5. O escritor Michael Cunningham recentemente comentou sobre a sorte de Stephen Daldry ter filmado As Horas em 2002. Para Cunningham, dada a atual configuração da indústria cinematográfica, hoje ele dificilmente sairia do papel. Você concorda? Como tradutor de Cunningham, o que acha do filme As Horas?

R: Gosto do filme, mas penso que o mais relevante é a observação do Michael Cunningham sobre as
limitações crescentes do cinema industrial norte-americano. Parece que os produtores estão cada vez menos dispostos a investir em filmes adultos, que respeitem a inteligência do espectador. Menos ainda nos projetos menos convencionais, em termos narrativos, temáticos ou estéticos.


6. Como vê o cenário atual do cinema brasileiro? Alguns destaques neste cenário? 

R: O cinema brasileiro tem sido bastante animador em termos de produção, mas muito preocupante no que se refere à exibição, ou seja, na relação com o público. Um filme excelente como O Som ao Redor mal passou dos cem mil espectadores. Outros filmes muito bons, como os realizados pelos pernambucanos (Claudio Assis, Lírio Ferreira, Hilton Lacerda) e pela turma da Filmes do Caixote, de São Paulo (Marco Dutra, Caetano Gotardo, Juliana Rojas) não chegam a dez mil espectadores. Há um  abismo  entre  a  performance  de  público  desses  filmes  mais  relevantes  (do  ponto  de  vista cinematográfico) e a dos campeões de bilheteria, em geral produções descartáveis e infantilizantes da Globo Filmes. A grande questão hoje é como fazer para que os bons filmes brasileiros encontrem seu público.

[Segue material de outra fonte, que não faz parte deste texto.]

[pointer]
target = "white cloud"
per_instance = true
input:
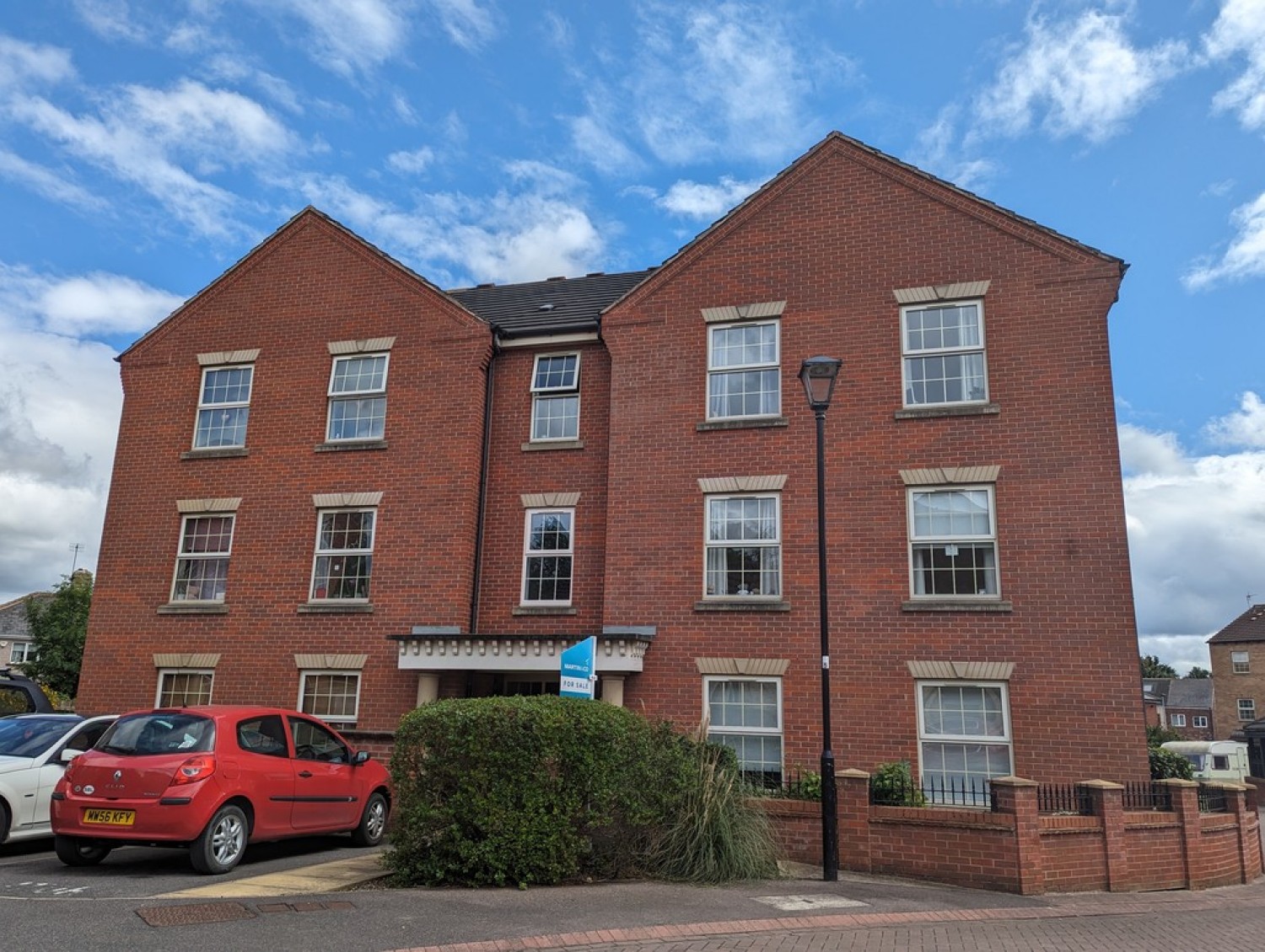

7. Com a pulverização da crítica cinematográfica, para onde vai o 'pensar o cinema'? Você recomendaria fontes para esta reflexão?
 
R: Com as exceções de praxe, o pensamento cinematográfico foi praticamente banido das grandes publicações. Para quem quer pensar o cinema, ser provocado por ideias, acompanhar uma discussão mais aprofundada, o que resta são alguns sites e revistas na internet, como a Cinética, a Interlúdio e a Cinequanon, além de alguns blogs de críticos, como o Inácio Araujo. Puxando a brasa para minha sardinha, recomendo também o blog do IMS, onde escrevo semanalmente e onde escreve com regularidade o grande crítico José Carlos Avellar.